Going the other direction, if you want to determine whether a specific number $n$ is $k$-rough (rather than just getting probabilistic information for $n$ sampled from some distribution) I highly doubt there are any algorithms to determine that which are more efficient than trying to factor $n$, precisely because such an algorithm would be useful for finding prime factorizations. If such an algorithm gave sharp answers for all $k$ then it could quickly reveal the smallest prime factor of $n$ through a divide-and-conquer algorithm. Even if it gave more rough information (for example, if its answers were not reliable whenever there is a prime between $k/2$ and $2k$) such an algorithm would still give order-of-magnitude information on the size of the smallest prime factor of $n$, which is still useful for factoring in the following ways:

  • It could tell whether to try to factor $n$ with ECM or with the General Number Field Sieve, whose runtime is independent of the size of the prime factors of $n$. It could also guide your choice of parameters for ECM.

  • If you have multiple composite numbers $n_0, \dots, n_{i-1}$ that you would like to factor, it could tell you for which one you can find a prime factor most quickly.

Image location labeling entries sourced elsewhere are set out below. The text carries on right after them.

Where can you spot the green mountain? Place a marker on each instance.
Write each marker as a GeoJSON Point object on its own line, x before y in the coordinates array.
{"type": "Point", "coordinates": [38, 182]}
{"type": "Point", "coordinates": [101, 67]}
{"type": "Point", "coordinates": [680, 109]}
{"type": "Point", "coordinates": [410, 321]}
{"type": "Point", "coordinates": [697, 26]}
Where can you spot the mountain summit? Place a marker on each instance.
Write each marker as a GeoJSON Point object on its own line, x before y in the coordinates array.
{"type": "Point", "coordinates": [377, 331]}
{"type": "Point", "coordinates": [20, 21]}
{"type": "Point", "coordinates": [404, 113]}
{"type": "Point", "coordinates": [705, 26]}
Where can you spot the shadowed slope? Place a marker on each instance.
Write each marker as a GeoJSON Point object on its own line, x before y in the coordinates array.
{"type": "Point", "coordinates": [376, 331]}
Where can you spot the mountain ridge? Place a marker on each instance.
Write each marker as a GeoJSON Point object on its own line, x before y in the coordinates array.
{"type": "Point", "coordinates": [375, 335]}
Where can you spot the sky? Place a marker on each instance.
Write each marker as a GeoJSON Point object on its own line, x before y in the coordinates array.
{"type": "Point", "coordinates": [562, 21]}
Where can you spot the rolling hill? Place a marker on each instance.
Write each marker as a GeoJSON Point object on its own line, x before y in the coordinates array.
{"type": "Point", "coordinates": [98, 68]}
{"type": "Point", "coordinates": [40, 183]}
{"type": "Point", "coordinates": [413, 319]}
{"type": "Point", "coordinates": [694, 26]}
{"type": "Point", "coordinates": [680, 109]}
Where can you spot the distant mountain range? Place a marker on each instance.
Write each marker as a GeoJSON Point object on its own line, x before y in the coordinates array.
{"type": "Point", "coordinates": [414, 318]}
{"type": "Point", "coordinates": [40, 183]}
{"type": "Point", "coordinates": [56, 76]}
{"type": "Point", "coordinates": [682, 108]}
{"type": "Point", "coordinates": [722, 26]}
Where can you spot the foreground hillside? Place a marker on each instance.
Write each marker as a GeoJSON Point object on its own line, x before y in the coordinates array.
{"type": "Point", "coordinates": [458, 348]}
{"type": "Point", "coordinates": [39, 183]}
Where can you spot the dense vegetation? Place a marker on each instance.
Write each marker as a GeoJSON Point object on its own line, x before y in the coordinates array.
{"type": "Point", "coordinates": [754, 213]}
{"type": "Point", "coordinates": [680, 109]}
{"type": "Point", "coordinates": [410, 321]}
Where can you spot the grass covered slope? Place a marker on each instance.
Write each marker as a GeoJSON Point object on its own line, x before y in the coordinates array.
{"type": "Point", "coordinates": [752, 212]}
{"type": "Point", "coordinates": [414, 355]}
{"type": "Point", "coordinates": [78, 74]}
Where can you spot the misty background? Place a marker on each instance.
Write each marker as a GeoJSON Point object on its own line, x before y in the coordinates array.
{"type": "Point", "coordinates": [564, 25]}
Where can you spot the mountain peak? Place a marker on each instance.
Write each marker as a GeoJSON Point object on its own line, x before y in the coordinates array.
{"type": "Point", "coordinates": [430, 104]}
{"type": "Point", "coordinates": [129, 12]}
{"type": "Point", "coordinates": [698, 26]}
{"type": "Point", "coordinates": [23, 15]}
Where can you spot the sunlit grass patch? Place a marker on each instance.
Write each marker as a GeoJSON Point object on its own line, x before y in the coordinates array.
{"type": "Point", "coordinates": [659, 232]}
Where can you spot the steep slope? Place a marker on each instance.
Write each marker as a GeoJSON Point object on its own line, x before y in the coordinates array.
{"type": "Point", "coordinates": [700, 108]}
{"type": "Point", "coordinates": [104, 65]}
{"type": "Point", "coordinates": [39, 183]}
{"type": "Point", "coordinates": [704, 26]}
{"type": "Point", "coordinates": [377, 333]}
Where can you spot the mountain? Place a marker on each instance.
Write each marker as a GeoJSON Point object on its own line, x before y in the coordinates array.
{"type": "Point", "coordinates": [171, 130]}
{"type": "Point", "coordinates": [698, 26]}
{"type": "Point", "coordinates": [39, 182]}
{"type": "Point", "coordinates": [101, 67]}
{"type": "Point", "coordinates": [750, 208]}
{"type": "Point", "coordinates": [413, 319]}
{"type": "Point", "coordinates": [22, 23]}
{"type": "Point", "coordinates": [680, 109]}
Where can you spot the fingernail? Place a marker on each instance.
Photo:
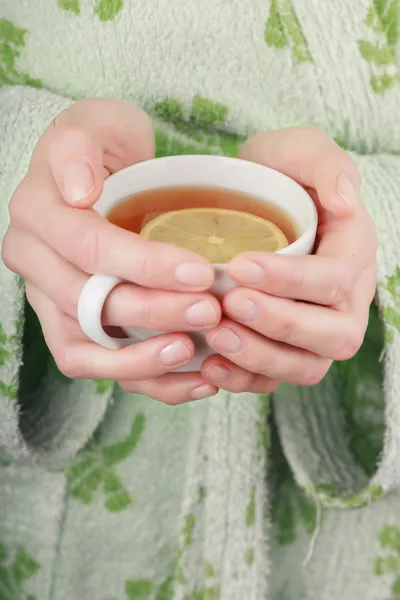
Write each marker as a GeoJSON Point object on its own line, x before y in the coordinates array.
{"type": "Point", "coordinates": [347, 191]}
{"type": "Point", "coordinates": [241, 308]}
{"type": "Point", "coordinates": [202, 313]}
{"type": "Point", "coordinates": [78, 180]}
{"type": "Point", "coordinates": [175, 354]}
{"type": "Point", "coordinates": [218, 373]}
{"type": "Point", "coordinates": [194, 274]}
{"type": "Point", "coordinates": [247, 272]}
{"type": "Point", "coordinates": [204, 391]}
{"type": "Point", "coordinates": [226, 341]}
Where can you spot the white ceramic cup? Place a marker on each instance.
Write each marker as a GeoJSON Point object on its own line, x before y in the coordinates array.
{"type": "Point", "coordinates": [208, 171]}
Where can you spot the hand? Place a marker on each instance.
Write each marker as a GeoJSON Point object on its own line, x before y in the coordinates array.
{"type": "Point", "coordinates": [55, 242]}
{"type": "Point", "coordinates": [295, 315]}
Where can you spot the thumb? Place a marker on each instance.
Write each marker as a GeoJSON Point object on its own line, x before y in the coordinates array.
{"type": "Point", "coordinates": [91, 140]}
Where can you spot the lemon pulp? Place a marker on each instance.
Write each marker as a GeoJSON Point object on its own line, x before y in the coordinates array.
{"type": "Point", "coordinates": [217, 234]}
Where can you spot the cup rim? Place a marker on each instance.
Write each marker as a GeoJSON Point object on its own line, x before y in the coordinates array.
{"type": "Point", "coordinates": [149, 163]}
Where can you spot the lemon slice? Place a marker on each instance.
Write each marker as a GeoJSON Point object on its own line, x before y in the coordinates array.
{"type": "Point", "coordinates": [217, 234]}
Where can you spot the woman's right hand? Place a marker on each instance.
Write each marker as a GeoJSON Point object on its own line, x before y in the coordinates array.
{"type": "Point", "coordinates": [55, 241]}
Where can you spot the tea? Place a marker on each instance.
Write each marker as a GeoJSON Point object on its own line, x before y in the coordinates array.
{"type": "Point", "coordinates": [135, 211]}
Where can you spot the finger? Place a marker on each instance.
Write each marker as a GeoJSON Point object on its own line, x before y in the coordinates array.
{"type": "Point", "coordinates": [127, 306]}
{"type": "Point", "coordinates": [94, 245]}
{"type": "Point", "coordinates": [91, 139]}
{"type": "Point", "coordinates": [313, 159]}
{"type": "Point", "coordinates": [328, 278]}
{"type": "Point", "coordinates": [222, 373]}
{"type": "Point", "coordinates": [323, 331]}
{"type": "Point", "coordinates": [257, 354]}
{"type": "Point", "coordinates": [77, 358]}
{"type": "Point", "coordinates": [173, 389]}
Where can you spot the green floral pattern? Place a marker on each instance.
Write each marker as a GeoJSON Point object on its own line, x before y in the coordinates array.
{"type": "Point", "coordinates": [291, 509]}
{"type": "Point", "coordinates": [16, 567]}
{"type": "Point", "coordinates": [105, 10]}
{"type": "Point", "coordinates": [379, 51]}
{"type": "Point", "coordinates": [94, 468]}
{"type": "Point", "coordinates": [10, 349]}
{"type": "Point", "coordinates": [388, 563]}
{"type": "Point", "coordinates": [12, 42]}
{"type": "Point", "coordinates": [201, 132]}
{"type": "Point", "coordinates": [283, 30]}
{"type": "Point", "coordinates": [391, 310]}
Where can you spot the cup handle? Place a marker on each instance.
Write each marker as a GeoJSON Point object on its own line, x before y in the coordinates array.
{"type": "Point", "coordinates": [90, 308]}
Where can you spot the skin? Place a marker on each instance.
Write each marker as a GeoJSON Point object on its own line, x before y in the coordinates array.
{"type": "Point", "coordinates": [289, 317]}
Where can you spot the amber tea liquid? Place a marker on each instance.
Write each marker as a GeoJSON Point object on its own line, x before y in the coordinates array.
{"type": "Point", "coordinates": [135, 211]}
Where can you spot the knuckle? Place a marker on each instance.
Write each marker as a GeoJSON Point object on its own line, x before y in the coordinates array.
{"type": "Point", "coordinates": [85, 248]}
{"type": "Point", "coordinates": [17, 203]}
{"type": "Point", "coordinates": [343, 286]}
{"type": "Point", "coordinates": [315, 374]}
{"type": "Point", "coordinates": [353, 340]}
{"type": "Point", "coordinates": [142, 266]}
{"type": "Point", "coordinates": [70, 134]}
{"type": "Point", "coordinates": [66, 362]}
{"type": "Point", "coordinates": [8, 254]}
{"type": "Point", "coordinates": [286, 329]}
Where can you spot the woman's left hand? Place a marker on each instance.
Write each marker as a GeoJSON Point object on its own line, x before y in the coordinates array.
{"type": "Point", "coordinates": [290, 317]}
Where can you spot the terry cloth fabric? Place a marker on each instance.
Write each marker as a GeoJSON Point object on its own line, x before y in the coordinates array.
{"type": "Point", "coordinates": [109, 496]}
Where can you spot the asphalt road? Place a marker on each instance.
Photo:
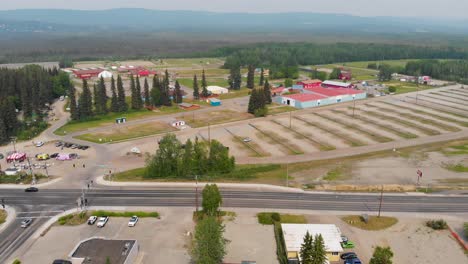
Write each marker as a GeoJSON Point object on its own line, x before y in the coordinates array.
{"type": "Point", "coordinates": [47, 203]}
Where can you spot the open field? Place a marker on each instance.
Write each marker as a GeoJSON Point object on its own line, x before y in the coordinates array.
{"type": "Point", "coordinates": [128, 132]}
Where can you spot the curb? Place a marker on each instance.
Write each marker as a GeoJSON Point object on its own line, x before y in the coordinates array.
{"type": "Point", "coordinates": [11, 216]}
{"type": "Point", "coordinates": [265, 187]}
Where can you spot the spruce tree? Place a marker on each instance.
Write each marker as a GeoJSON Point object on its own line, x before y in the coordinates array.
{"type": "Point", "coordinates": [123, 107]}
{"type": "Point", "coordinates": [196, 90]}
{"type": "Point", "coordinates": [267, 92]}
{"type": "Point", "coordinates": [74, 112]}
{"type": "Point", "coordinates": [251, 77]}
{"type": "Point", "coordinates": [205, 92]}
{"type": "Point", "coordinates": [178, 93]}
{"type": "Point", "coordinates": [307, 249]}
{"type": "Point", "coordinates": [262, 78]}
{"type": "Point", "coordinates": [147, 95]}
{"type": "Point", "coordinates": [114, 99]}
{"type": "Point", "coordinates": [85, 103]}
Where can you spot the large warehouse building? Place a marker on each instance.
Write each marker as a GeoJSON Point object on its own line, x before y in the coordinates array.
{"type": "Point", "coordinates": [294, 237]}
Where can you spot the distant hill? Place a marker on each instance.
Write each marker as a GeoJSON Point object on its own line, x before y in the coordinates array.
{"type": "Point", "coordinates": [144, 20]}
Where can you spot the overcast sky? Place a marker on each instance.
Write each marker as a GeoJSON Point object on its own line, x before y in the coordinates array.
{"type": "Point", "coordinates": [415, 8]}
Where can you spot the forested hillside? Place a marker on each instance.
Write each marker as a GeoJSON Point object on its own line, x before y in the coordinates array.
{"type": "Point", "coordinates": [29, 90]}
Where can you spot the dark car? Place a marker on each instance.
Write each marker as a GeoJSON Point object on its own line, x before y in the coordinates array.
{"type": "Point", "coordinates": [31, 189]}
{"type": "Point", "coordinates": [61, 261]}
{"type": "Point", "coordinates": [353, 261]}
{"type": "Point", "coordinates": [348, 255]}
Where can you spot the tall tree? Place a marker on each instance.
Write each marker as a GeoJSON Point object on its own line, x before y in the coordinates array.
{"type": "Point", "coordinates": [212, 199]}
{"type": "Point", "coordinates": [267, 92]}
{"type": "Point", "coordinates": [147, 94]}
{"type": "Point", "coordinates": [262, 77]}
{"type": "Point", "coordinates": [114, 98]}
{"type": "Point", "coordinates": [196, 90]}
{"type": "Point", "coordinates": [382, 255]}
{"type": "Point", "coordinates": [74, 112]}
{"type": "Point", "coordinates": [177, 93]}
{"type": "Point", "coordinates": [85, 103]}
{"type": "Point", "coordinates": [209, 243]}
{"type": "Point", "coordinates": [307, 249]}
{"type": "Point", "coordinates": [251, 77]}
{"type": "Point", "coordinates": [123, 107]}
{"type": "Point", "coordinates": [319, 254]}
{"type": "Point", "coordinates": [205, 92]}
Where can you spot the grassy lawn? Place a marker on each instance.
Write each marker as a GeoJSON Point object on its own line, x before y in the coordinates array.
{"type": "Point", "coordinates": [215, 117]}
{"type": "Point", "coordinates": [81, 218]}
{"type": "Point", "coordinates": [270, 218]}
{"type": "Point", "coordinates": [129, 132]}
{"type": "Point", "coordinates": [3, 216]}
{"type": "Point", "coordinates": [374, 222]}
{"type": "Point", "coordinates": [109, 119]}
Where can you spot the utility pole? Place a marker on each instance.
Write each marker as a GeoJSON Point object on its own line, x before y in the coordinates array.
{"type": "Point", "coordinates": [381, 199]}
{"type": "Point", "coordinates": [196, 193]}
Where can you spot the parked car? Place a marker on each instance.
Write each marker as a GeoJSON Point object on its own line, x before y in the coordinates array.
{"type": "Point", "coordinates": [26, 222]}
{"type": "Point", "coordinates": [12, 171]}
{"type": "Point", "coordinates": [92, 219]}
{"type": "Point", "coordinates": [133, 221]}
{"type": "Point", "coordinates": [31, 189]}
{"type": "Point", "coordinates": [348, 255]}
{"type": "Point", "coordinates": [352, 261]}
{"type": "Point", "coordinates": [102, 221]}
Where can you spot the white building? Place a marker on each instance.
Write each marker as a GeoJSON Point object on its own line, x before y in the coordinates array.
{"type": "Point", "coordinates": [217, 90]}
{"type": "Point", "coordinates": [294, 237]}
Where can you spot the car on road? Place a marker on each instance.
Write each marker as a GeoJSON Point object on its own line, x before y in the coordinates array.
{"type": "Point", "coordinates": [133, 221]}
{"type": "Point", "coordinates": [348, 255]}
{"type": "Point", "coordinates": [352, 261]}
{"type": "Point", "coordinates": [12, 171]}
{"type": "Point", "coordinates": [31, 189]}
{"type": "Point", "coordinates": [92, 219]}
{"type": "Point", "coordinates": [26, 222]}
{"type": "Point", "coordinates": [102, 221]}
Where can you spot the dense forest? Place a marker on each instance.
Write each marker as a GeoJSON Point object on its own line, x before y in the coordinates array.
{"type": "Point", "coordinates": [283, 58]}
{"type": "Point", "coordinates": [30, 90]}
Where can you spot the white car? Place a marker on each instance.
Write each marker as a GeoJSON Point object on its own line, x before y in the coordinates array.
{"type": "Point", "coordinates": [92, 219]}
{"type": "Point", "coordinates": [133, 221]}
{"type": "Point", "coordinates": [102, 221]}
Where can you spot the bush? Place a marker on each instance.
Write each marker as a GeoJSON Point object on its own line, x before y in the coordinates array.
{"type": "Point", "coordinates": [437, 224]}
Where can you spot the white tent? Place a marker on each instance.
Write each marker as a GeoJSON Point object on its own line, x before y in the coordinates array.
{"type": "Point", "coordinates": [217, 90]}
{"type": "Point", "coordinates": [105, 74]}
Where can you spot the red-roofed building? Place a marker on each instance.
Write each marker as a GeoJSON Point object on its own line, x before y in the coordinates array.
{"type": "Point", "coordinates": [310, 83]}
{"type": "Point", "coordinates": [87, 74]}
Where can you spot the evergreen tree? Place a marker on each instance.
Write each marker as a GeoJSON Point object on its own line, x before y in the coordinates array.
{"type": "Point", "coordinates": [147, 94]}
{"type": "Point", "coordinates": [319, 254]}
{"type": "Point", "coordinates": [133, 90]}
{"type": "Point", "coordinates": [114, 99]}
{"type": "Point", "coordinates": [177, 93]}
{"type": "Point", "coordinates": [138, 99]}
{"type": "Point", "coordinates": [251, 77]}
{"type": "Point", "coordinates": [74, 112]}
{"type": "Point", "coordinates": [156, 92]}
{"type": "Point", "coordinates": [307, 249]}
{"type": "Point", "coordinates": [85, 103]}
{"type": "Point", "coordinates": [196, 90]}
{"type": "Point", "coordinates": [205, 92]}
{"type": "Point", "coordinates": [123, 107]}
{"type": "Point", "coordinates": [267, 92]}
{"type": "Point", "coordinates": [262, 78]}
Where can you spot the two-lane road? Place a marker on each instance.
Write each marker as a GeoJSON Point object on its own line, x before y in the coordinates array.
{"type": "Point", "coordinates": [46, 203]}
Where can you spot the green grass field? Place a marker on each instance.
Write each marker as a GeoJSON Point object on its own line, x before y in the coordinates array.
{"type": "Point", "coordinates": [109, 119]}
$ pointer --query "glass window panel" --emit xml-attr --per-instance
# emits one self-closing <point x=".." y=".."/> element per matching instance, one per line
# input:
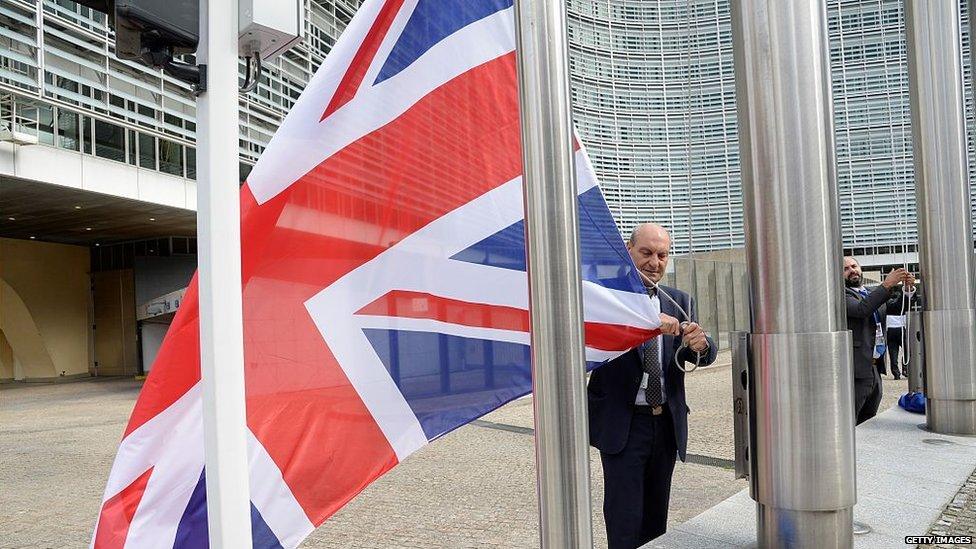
<point x="131" y="144"/>
<point x="109" y="141"/>
<point x="68" y="137"/>
<point x="191" y="163"/>
<point x="170" y="157"/>
<point x="86" y="134"/>
<point x="45" y="125"/>
<point x="147" y="151"/>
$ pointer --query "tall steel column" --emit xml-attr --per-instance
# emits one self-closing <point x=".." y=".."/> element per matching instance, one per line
<point x="945" y="227"/>
<point x="801" y="388"/>
<point x="555" y="295"/>
<point x="219" y="280"/>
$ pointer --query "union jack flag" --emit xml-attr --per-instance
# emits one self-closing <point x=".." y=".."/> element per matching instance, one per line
<point x="384" y="286"/>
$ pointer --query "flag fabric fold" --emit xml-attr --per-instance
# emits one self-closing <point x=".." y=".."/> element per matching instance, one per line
<point x="384" y="282"/>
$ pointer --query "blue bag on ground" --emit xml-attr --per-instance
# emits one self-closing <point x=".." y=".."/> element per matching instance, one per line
<point x="913" y="402"/>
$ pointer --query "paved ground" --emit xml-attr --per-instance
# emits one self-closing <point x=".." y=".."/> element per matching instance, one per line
<point x="959" y="516"/>
<point x="473" y="488"/>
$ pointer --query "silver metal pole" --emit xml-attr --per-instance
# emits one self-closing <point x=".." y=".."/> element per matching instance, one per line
<point x="945" y="229"/>
<point x="219" y="280"/>
<point x="801" y="387"/>
<point x="552" y="248"/>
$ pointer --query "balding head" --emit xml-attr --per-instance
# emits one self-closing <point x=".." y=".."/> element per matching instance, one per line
<point x="649" y="230"/>
<point x="649" y="246"/>
<point x="852" y="273"/>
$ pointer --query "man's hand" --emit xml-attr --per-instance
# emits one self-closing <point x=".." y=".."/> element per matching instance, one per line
<point x="898" y="276"/>
<point x="670" y="325"/>
<point x="694" y="337"/>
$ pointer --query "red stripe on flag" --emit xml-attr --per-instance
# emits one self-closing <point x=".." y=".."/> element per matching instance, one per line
<point x="614" y="337"/>
<point x="117" y="513"/>
<point x="353" y="78"/>
<point x="179" y="355"/>
<point x="455" y="144"/>
<point x="407" y="304"/>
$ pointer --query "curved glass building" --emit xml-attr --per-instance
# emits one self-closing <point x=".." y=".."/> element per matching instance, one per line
<point x="654" y="104"/>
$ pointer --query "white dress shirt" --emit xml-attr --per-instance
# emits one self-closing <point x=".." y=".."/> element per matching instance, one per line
<point x="641" y="399"/>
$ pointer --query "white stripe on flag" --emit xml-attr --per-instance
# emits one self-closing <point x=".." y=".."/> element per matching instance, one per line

  • Although I'm not aware of any specific examples, it could reveal sensitive information about how $n$ was generated in a cryptographic protocol. Certainly I never heard anyone warning about such a method for people designing cryptographic protocols.

As far as I'm aware, the only things it is possible to determine about the prime factorization of a large number $n$ without using a factorization algorithm to find prime factors of $n$ is whether $n$ is prime and whether $n$ is a perfect power.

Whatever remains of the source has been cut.